Nosferican commented 5 years ago

@pkofod, would this be something of interest to handle at the Optim.jl or at an extension level?

pkofod commented 5 years ago

I’ll have a look!

Nosferican commented 4 years ago

@pkofod let me know if this is something that might be worthwhile discussing in the rewrite at NLsolve.jl.

pkofod commented 4 years ago

Would it maybe be better suited for GLM.jl? Or is it because you want it at a level where you don't have to depend on GLM?

Nosferican commented 4 years ago

This would be at solver level, otherwise every package that uses an optimization solver for regression analysis would have to implement it at as well or modify the solver for it.

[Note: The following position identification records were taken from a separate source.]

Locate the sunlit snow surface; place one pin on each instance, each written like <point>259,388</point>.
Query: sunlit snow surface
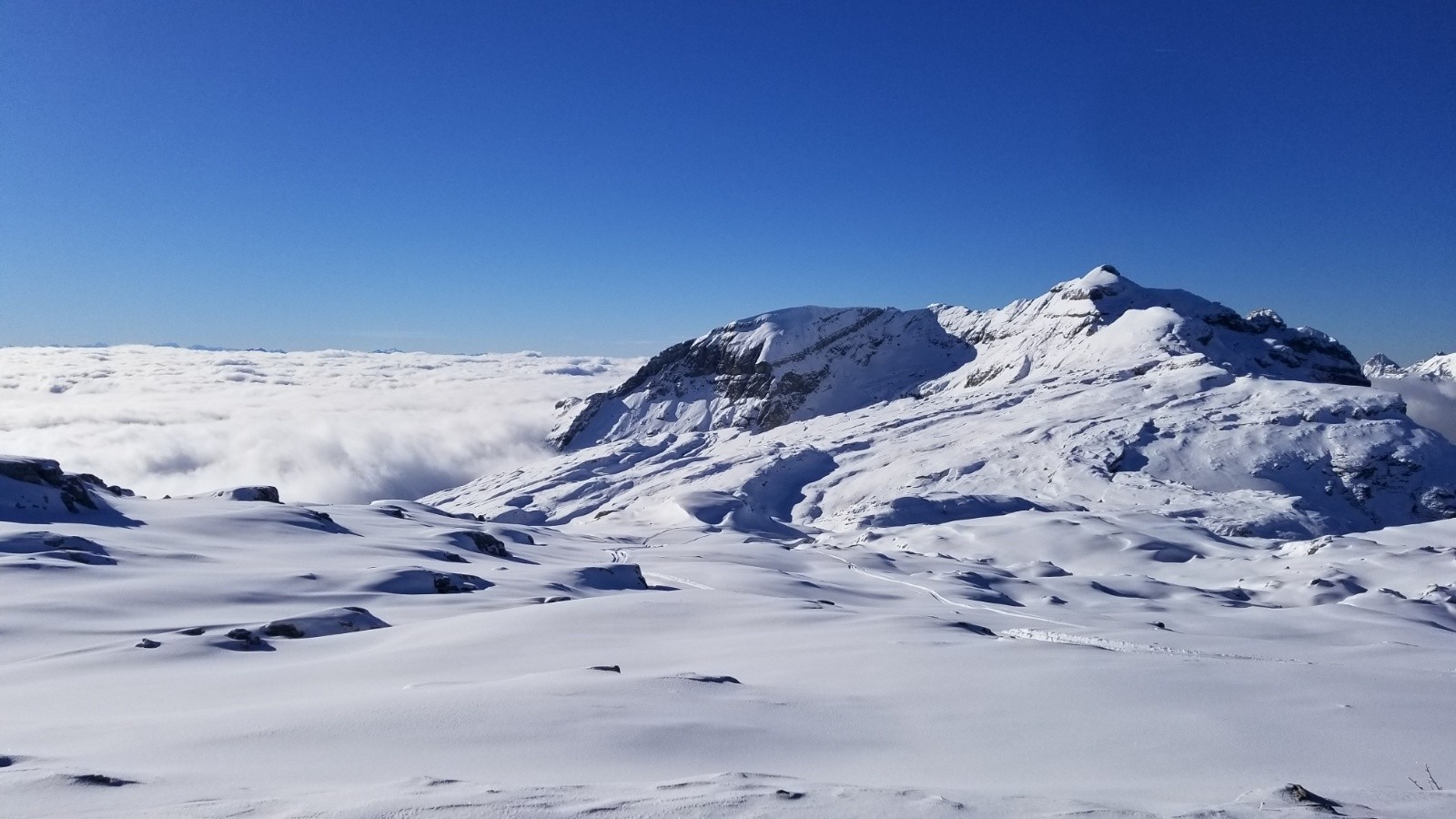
<point>1004,598</point>
<point>1037,663</point>
<point>325,426</point>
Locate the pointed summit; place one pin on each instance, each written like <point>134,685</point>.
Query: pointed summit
<point>1382,366</point>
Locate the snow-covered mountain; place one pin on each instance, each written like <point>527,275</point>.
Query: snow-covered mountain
<point>1050,560</point>
<point>1441,368</point>
<point>1097,394</point>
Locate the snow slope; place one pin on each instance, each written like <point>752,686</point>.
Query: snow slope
<point>1098,394</point>
<point>1441,368</point>
<point>1113,551</point>
<point>1034,663</point>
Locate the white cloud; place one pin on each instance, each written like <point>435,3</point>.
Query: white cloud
<point>327,426</point>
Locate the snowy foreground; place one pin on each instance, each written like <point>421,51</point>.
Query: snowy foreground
<point>916,576</point>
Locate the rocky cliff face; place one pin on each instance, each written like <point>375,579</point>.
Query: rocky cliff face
<point>1106,321</point>
<point>763,372</point>
<point>791,365</point>
<point>1099,394</point>
<point>1441,368</point>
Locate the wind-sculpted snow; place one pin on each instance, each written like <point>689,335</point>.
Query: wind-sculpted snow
<point>327,426</point>
<point>1098,395</point>
<point>237,656</point>
<point>1113,551</point>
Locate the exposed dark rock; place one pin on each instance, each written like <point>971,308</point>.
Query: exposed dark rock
<point>283,630</point>
<point>76,490</point>
<point>973,629</point>
<point>487,544</point>
<point>711,678</point>
<point>258,494</point>
<point>1305,796</point>
<point>101,780</point>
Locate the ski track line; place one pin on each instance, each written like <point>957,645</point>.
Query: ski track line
<point>941,598</point>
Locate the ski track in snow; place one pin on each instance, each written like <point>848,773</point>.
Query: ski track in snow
<point>632,625</point>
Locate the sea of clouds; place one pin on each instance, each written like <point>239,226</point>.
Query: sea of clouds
<point>324,426</point>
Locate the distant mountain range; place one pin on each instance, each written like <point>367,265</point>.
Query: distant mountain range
<point>1097,394</point>
<point>1439,368</point>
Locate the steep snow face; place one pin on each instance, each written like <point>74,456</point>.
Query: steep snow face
<point>162,658</point>
<point>1382,366</point>
<point>1106,321</point>
<point>1098,394</point>
<point>762,372</point>
<point>1441,368</point>
<point>793,365</point>
<point>1436,368</point>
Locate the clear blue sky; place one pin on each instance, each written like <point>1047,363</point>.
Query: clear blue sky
<point>611,177</point>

GLM.jl uses a self-contained IRLS which doesn't use any optimization library. The idea is for cases when the data suggests a parameter estimate is -∞ or to estimate it as such (e.g., linearly separable for cases in discrete choice, but also for count/rate models) and estimate the remaining parameters à Correia, Guimarães, Zylkin (2019) rather than throw an error saying it failed to converge.

pkofod commented 4 years ago

Okay, so maybe my skim-reading was a bit too..skimming.. So is it possible for you to summarize what they are suggesting?

Nosferican commented 4 years ago

I could try, but maybe best to check out the slides Sergio shared? I think those are good at explaining the problem, alternatives, and approach.